I think it goes beyond the welfare system or financial circumstance.

I mean, look at the Julia Hollanders of this world, 'Oh, dear! I simply cannot accept that someone as well-educated and bourgeois as I am could give birth to a disabled child who has disrupted my idea of what my life should be. Oh, god, no, this is NOT for me, because I have no sense of personal responsibility at all. So, here, taxpayer, pay for the upkeep of my child from 5 months even though I could well afford to hire help, because hey, I'm entitled.'

Or MPs having the taxpayer pay their TV license and food bills and for their wives to make taxi journeys.

'Oh, poor thing. They cocked up. Let's reward them, give them a second chance for it.' Yeah, that's a great lesson to put out there!

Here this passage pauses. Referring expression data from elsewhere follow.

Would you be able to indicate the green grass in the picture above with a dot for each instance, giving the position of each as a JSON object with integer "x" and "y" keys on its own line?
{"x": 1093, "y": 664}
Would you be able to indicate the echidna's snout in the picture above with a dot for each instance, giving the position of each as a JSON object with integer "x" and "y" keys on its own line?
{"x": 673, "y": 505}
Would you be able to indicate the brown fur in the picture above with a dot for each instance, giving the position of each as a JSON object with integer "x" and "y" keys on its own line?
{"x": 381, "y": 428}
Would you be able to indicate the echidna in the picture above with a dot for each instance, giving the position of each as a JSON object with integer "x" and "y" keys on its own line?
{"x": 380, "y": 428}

It's gotten endemic in all strata of society now. It's me, me, me and take, take, take first.

And when that's applauded or not condemned or seen as being clever, that society has some pretty big problems.

expatinscotland · 05/04/2008 14:24

I say, fine, sleep around. But don't expect someone else to pay for your irresponsibility with regards to birth control.

Monkeybird · 05/04/2008 14:27

I'm not monkeytrouser BTW, upwind.

I didn't want to get drawn in initially but then apologised for being personal. I see ST has continued in the same vein nevertheless. I really can't be arsed arguing with someone who believes 'we're humans, no animals'.

ImflightbutIcantlogintoday · 05/04/2008 14:27

I don't know about the politics of it but I like the comment by Anita someone, underneath, about having children's friends at your house and letting them hang around there so you know they are safe. I will keep that in mind as my two grow older. It makes loads of sense.

ScienceTeacher · 05/04/2008 14:28

Fine, MB, but at least I am clear on my values, something that trumps government.